Yes. Most people know about overdose deaths due to heroin and prescription opioids, but you can overdose on nearly any substance. This includes – but is not limited to – taking too many prescription stimulants like Adderall; alcohol poisoning from drinking too much; and even accidental overdoses due to the presence of fentanyl (an incredibly lethal opioid) in another substance.

Fentanyl is an opioid, like heroin or morphine – but it is 50-100 times stronger. Illegally manufactured fentanyl has been increasingly added to street drugs like cocaine, heroin, and methamphetamine, making them cheaper, more addictive, and more lethal. This has caused a significant spike in accidental overdose deaths, as people taking a drug laced with fentanyl were not even aware that it was present.
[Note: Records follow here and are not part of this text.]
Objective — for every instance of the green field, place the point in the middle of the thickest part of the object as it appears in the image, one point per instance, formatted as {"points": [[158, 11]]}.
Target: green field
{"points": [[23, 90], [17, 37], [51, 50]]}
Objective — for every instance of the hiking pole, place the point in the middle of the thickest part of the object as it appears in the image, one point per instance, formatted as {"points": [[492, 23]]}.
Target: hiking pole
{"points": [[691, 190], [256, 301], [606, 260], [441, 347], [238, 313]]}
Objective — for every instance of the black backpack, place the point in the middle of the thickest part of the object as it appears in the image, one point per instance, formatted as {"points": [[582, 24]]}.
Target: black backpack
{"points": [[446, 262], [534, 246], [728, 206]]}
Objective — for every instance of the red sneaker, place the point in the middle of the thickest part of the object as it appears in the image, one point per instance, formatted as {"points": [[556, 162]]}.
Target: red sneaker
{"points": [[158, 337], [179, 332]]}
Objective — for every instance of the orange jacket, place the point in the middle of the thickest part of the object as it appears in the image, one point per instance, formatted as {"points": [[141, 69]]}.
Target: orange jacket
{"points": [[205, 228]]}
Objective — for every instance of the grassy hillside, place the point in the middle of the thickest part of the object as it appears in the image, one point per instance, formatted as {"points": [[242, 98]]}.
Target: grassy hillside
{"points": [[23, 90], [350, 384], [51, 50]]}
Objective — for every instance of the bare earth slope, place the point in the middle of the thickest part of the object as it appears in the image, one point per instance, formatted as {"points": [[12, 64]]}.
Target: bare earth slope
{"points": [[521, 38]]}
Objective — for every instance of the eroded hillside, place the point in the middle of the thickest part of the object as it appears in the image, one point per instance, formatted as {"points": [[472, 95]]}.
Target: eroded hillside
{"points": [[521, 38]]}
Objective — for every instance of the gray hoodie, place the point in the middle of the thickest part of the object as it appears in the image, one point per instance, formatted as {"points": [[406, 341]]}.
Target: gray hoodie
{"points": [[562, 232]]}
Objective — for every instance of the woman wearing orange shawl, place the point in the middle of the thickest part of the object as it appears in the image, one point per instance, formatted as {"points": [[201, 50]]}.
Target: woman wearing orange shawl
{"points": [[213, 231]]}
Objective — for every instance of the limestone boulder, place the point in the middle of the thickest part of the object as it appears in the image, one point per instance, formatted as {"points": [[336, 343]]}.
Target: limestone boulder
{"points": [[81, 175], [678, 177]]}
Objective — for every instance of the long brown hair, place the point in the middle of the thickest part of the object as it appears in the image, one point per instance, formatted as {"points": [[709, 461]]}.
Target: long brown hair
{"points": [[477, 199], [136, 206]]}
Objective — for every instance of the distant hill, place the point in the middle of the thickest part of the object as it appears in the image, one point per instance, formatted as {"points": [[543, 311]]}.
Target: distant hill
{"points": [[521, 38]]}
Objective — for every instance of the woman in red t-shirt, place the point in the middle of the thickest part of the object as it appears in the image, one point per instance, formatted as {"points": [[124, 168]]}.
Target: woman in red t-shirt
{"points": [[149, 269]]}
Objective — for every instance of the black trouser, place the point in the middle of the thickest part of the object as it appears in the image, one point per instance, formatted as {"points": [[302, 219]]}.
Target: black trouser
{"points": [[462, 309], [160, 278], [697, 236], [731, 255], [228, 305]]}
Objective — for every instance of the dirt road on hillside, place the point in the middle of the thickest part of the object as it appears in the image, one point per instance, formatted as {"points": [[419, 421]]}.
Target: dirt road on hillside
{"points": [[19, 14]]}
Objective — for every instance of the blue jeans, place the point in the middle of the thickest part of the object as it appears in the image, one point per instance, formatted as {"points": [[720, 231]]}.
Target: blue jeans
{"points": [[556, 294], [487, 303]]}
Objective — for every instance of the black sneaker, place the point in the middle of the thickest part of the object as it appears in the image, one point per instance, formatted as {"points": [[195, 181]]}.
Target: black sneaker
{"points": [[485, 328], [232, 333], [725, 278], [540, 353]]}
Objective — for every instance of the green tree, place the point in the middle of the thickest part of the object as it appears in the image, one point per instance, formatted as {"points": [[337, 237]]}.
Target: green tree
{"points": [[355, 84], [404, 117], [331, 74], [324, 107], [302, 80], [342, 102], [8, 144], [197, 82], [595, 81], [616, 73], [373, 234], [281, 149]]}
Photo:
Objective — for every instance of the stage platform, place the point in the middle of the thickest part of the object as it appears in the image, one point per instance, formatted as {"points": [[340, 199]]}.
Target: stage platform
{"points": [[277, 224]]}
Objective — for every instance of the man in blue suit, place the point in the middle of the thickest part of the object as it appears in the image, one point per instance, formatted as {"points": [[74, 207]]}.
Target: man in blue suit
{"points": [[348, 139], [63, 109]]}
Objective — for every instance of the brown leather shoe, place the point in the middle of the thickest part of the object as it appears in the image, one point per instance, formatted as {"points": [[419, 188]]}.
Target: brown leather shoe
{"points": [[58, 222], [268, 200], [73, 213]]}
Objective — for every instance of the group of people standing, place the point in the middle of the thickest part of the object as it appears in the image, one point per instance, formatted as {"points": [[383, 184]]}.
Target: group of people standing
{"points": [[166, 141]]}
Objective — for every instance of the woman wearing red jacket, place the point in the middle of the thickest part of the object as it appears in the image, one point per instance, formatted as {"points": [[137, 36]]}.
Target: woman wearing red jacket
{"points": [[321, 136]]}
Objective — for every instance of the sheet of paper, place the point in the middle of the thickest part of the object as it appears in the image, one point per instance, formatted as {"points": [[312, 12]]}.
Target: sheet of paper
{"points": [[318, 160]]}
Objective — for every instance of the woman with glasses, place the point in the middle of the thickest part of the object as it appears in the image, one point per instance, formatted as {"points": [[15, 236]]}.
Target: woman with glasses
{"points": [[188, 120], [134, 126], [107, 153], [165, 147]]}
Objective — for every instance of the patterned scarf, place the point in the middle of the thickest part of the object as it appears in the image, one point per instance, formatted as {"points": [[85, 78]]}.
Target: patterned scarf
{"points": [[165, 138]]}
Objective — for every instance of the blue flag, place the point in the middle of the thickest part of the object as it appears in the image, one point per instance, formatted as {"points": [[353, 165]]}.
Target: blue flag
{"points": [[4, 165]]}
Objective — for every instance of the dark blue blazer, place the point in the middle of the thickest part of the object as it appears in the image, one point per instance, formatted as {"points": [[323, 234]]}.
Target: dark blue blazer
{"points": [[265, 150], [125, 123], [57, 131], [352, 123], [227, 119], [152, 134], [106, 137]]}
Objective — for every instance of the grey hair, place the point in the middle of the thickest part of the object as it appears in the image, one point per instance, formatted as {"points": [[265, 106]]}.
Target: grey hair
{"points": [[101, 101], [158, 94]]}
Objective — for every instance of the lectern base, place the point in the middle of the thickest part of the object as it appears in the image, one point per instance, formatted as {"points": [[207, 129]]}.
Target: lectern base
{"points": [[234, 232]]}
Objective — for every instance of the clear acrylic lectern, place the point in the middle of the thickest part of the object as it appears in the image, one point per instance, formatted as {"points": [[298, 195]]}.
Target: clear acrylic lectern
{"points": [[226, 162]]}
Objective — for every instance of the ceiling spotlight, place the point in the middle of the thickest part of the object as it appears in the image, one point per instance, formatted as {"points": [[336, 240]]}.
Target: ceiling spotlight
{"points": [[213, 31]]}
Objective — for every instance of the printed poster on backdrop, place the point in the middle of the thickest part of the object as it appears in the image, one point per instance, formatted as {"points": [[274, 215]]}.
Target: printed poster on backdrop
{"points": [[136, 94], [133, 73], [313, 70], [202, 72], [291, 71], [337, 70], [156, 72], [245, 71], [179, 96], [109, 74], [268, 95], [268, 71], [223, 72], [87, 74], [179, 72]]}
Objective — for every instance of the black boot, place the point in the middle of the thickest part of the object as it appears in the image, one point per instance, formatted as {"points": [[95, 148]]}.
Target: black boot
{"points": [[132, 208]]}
Because it is not recognizable by sight, smell, or taste, the only way to identify the presence of fentanyl is by using test strips.

In most states (including Florida), anyone over the age of 18 can carry and administer NARCAN. Contact your local Health Department for more information about availability and trainings in your area.

Someone who is passed out from taking too much of a substance runs the risk of choking if they vomit while laying on their back. They may not wake up to expel the vomit from their mouth, which is extremely dangerous. You can help by rolling someone who is passed out onto his or her side, and placing a pillow in front of them and behind them, so that the choking risk is reduced.

You don’t need to hesitate to call 9-1-1 for help in an overdose situation. The 9-1-1 Good Samaritan Act protects you from legal action when you call for lifesaving medical support for another person.